As part of his research, Siebert has travelled to the highlands of Mexico. There, he’s spoken to shamanic healers and watched them use salvia for spiritual and meditational purposes. “They spend their time chanting and praying devoutly. They use it to make contact with the beings that they’re praying to.”
That’s one of the reasons Siebert is concerned about media coverage and Web site promotions that describe salvia as “legal pot” or compare it with cocaine or LSD. Such inaccurate comparisons tend to attract people with the wrong motivations and expectations, he says.
The active ingredient in this sage, Salvinorin A, has an effect on some of the same brain receptors that opiates hook up with. It does not, however, have the same impact as heroin or morphine — and does not appear to repress breathing.
According to the limited available medical literature, there are no reports of fatal overdoses and the herb does not appear to be addictive. The Centre for Addiction and Mental Health (CAMH), has yet to see someone using this material at a level where it’s interfering with their lives.
Dr. David Marsh, the centre’s clinical director for addiction medicine, says the vast majority of people who use hallucinogenic drugs try them a few times and stop. That does not mean using salvia is free of adverse consequences. There are risks, he says, such as potentially harming oneself while under the influence. “And anyone who is going to use a psychoactive drug should investigate those risks and make a decision about whether to use that or not from a decision of knowledge.”
But is salvia “good”? Is it “bad”? “As a society, we tend to make value judgments about specific substances,” Marsh says. “And those judgments affect availability. I don’t think, in the end, it’s useful to make value judgments. It’s more useful to focus on the consequences of use.”
So far, the impact of salvia use in Canada, at least on a national scale, has been minimal.
“I don’t believe it’s a widespread phenomenon,” says Sergeant.
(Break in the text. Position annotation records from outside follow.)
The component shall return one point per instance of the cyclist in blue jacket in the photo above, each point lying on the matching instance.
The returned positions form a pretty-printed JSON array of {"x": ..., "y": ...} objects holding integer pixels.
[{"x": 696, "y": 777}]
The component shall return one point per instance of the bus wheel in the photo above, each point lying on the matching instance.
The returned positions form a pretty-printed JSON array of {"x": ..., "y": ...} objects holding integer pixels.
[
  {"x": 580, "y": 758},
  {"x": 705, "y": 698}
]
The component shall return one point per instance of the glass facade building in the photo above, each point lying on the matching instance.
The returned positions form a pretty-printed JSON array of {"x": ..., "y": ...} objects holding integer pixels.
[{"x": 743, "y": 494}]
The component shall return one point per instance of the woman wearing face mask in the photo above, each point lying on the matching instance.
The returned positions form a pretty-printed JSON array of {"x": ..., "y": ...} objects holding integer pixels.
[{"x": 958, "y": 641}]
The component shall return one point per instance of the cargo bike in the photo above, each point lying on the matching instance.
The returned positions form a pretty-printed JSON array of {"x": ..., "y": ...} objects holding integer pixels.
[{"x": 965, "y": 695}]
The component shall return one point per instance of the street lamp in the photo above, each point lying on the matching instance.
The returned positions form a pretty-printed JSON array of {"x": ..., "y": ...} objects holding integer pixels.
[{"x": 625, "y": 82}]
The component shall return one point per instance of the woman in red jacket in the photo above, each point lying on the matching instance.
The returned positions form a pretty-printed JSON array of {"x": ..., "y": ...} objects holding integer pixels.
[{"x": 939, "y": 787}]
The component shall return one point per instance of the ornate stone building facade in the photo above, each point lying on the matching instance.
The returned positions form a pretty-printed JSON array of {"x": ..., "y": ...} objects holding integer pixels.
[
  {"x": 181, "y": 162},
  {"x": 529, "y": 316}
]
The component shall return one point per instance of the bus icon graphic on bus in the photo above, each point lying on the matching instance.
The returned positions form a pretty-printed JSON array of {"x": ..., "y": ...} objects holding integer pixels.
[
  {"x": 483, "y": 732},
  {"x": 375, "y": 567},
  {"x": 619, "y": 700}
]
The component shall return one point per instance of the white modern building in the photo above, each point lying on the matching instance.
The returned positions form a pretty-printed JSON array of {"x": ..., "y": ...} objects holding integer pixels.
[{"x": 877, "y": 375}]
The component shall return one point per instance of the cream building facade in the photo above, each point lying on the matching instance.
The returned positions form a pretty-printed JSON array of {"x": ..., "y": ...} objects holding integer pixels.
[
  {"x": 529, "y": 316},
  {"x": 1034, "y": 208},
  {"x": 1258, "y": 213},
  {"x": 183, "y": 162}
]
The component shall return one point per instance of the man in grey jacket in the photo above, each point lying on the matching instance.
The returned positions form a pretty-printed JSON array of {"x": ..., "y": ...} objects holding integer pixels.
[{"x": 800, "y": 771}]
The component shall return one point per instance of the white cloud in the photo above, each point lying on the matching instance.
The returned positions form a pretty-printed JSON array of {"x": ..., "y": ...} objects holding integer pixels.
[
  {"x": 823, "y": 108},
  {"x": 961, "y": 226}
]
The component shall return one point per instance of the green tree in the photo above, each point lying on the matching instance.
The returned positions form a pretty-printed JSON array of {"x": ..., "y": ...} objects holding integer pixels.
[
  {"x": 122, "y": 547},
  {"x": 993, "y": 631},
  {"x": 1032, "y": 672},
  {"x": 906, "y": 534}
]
Jocelyn Mimeault from the national RCMP headquarters in Ottawa. “Last year, the Sûreté du Québec came across three cases involving this product, involving some minors who had experimented with it.”
Health Canada says it’s monitoring the situation and also says it’s aware that salvia does have some traditional uses.
“Should the department compile sufficient evidence that suggests Canadians are abusing the substance and that there’s a health risk to Canadians, the department would take appropriate action,” says spokesperson Ryan Baker.
In the U.S., the Drug Enforcement Agency has placed salvia on a list of drugs or chemicals “of concern,” a status that has no legal implications. “One of the things that we’re telling people about salvia is, just because something isn’t illegal doesn’t mean it’s safe,” says Tara DeGarmo, a DEA spokesperson in Virginia.
Nor, advocates say, is there any evidence the substance is unsafe. They fear a crackdown might not only deny the minority who seek this particular experience, but could also impair fledgling medical research. Researchers at the University of Mississippi are investigating whether Salvinorin-A could have applications in pain management.
“There are a lot of people doing serious investigations into the compound and derivatives of the compound to look for medically useful drugs,” Siebert says.
What’s more, advocates argue, informed adults should be entitled to make their own decisions. “We approach this from more of a philosophical standpoint,” says Brian Del Re, president of what he calls a “mom-and-pop” online operation that sells salvia from Florida.
“We believe it’s not a crime, providing you do it yourself under your own will. There’s no victim if there’s no crime,” he says. Then he adds: “Use it with respect.”
Or, better yet, do plenty of research before you make the decision whether to use it at all.